Dear Community,
for an ongoing collaborative project, i want to analyze a transcriptomic dataset, which is not deposited in GEO, but in ArrayExpress:
https://www.ebi.ac.uk/arrayexpress/experiments/E-MTAB-6326/?page=1&pagesize=500
So, through the R package arrayexpress, i tried initially to download the relative raw data:
library(ArrayExpress)
rawset = ArrayExpress("E-MTAB-6326")
rawset
NChannelSet (storageMode: lockedEnvironment)
assayData: 62976 features, 119 samples
element names: E, Eb
protocolData: none
phenoData
rowNames: US84600244_253949426815_S01_GE1_107_Sep09_1_4.txt
US84600244_253949426926_S01_GE1_107_Sep09_2_3.txt ...
US84600244_253949426813_S01_GE1_107_Sep09_1_4.txt (119 total)
varLabels: Source.Name Characteristics.organism. ...
Factor.Value.RIDD.score. (29 total)
varMetadata: labelDescription channel
featureData
featureNames: 1 2 ... 62976 (62976 total)
fvarLabels: Row Col ... SystematicName (5 total)

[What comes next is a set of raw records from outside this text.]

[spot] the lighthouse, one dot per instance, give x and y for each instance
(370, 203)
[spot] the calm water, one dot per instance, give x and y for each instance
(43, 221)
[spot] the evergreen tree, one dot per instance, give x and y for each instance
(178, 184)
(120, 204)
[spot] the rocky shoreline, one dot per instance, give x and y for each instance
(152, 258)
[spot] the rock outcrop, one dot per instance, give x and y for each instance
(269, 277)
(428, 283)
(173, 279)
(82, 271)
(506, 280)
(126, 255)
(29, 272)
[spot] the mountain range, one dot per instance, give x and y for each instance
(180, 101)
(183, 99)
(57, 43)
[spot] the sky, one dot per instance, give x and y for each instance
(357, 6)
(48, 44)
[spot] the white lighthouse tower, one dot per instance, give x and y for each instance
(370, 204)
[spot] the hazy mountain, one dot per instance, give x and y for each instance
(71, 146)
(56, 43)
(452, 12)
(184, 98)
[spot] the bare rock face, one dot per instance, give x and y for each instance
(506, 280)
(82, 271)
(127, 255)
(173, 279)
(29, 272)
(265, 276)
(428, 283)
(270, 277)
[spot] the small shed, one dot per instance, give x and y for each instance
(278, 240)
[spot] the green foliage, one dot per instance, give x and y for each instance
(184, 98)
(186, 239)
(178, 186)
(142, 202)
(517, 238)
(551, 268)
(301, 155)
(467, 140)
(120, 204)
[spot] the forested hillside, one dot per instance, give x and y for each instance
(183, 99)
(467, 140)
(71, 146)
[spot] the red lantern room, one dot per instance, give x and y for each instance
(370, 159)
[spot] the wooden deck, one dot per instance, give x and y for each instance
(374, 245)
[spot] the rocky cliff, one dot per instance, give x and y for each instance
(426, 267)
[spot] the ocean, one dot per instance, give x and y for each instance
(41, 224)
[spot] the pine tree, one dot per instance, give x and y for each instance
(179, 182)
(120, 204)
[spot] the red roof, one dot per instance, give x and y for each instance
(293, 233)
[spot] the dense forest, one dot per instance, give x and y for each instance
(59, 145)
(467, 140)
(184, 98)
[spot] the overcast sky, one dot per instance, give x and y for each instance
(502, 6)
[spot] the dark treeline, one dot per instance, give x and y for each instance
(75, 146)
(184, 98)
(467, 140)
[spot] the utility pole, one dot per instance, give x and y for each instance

fvarMetadata: labelDescription
experimentData: use 'experimentData(object)'
Annotation:
However, my main concerns are the following:
1) Based on the manual of ArrayExpress, if the returned class object is an NChannelSet, then the experiment is a two-colour experiment-
but, when i checked the relative "Sample and data relationship" txt file, the column Label only reports the Cy3 label-
thus, this platform is indeed a two colour, or i have understood something wrong here ? Also this is evident, from the phenodata info from the downloaded object:
table(rawset$Label)
Cy3
119
head(table(rawset$Labeled.Extract.Name))
1428:Cy3 2948:Cy3 3174:Cy3 3178:Cy3 3183:Cy3 3280:Cy3
1 1 1 1 1 1
Just for simplicity, the platform is
the Agilent SurePrint G3 Human GE v2 8x60k Microarray (Array Design A-MEXP-2320)
2) In conjuction with my previous question, how should i continue with downstream analysis ? My main goals is primarily test a small gene signature on how the data are clustered, as also to perform a DE-analysis; however, how i should proceed with the NChannelSet ? in order to utilize limma for normalization , filtering etc ?
Thank you in advance,
Efstathios
Dear Gordon,
thank you one more time for your feedback-i would like just to add some crusial comments based on my downstream analysis, in which I'm facing some issues :
Initially, based on your suggestion, i downloaded the 3 zipped parts of the dataset, unzipped them, and then use the SDRF file of the phenotype information, to read with the same order each sample, in order also to have the additional sample information in the right order:
sdrf <- read.table("E-MTAB-6326.sdrf.txt",stringsAsFactors = FALSE,sep="\t",header=T)
x <- read.maimages(sdrf[,"Array.Data.File"],
source="agilent", green.only=TRUE, other.columns="gIsWellAboveBG")
identical(sdrf$Assay.Name,colnames(x))
x$targets <- sdrf
### ANNOTATION PROCEDURE PRIOR DOWNSTEAM ANALYSIS ######### ??
y <- backgroundCorrect(x,method="normexp")
y <- normalizeBetweenArrays(y,method="quantile")
head(y$genes$ProbeName)
[1] "GE_BrightCorner" "DarkCorner" "DarkCorner" "A_23_P117082"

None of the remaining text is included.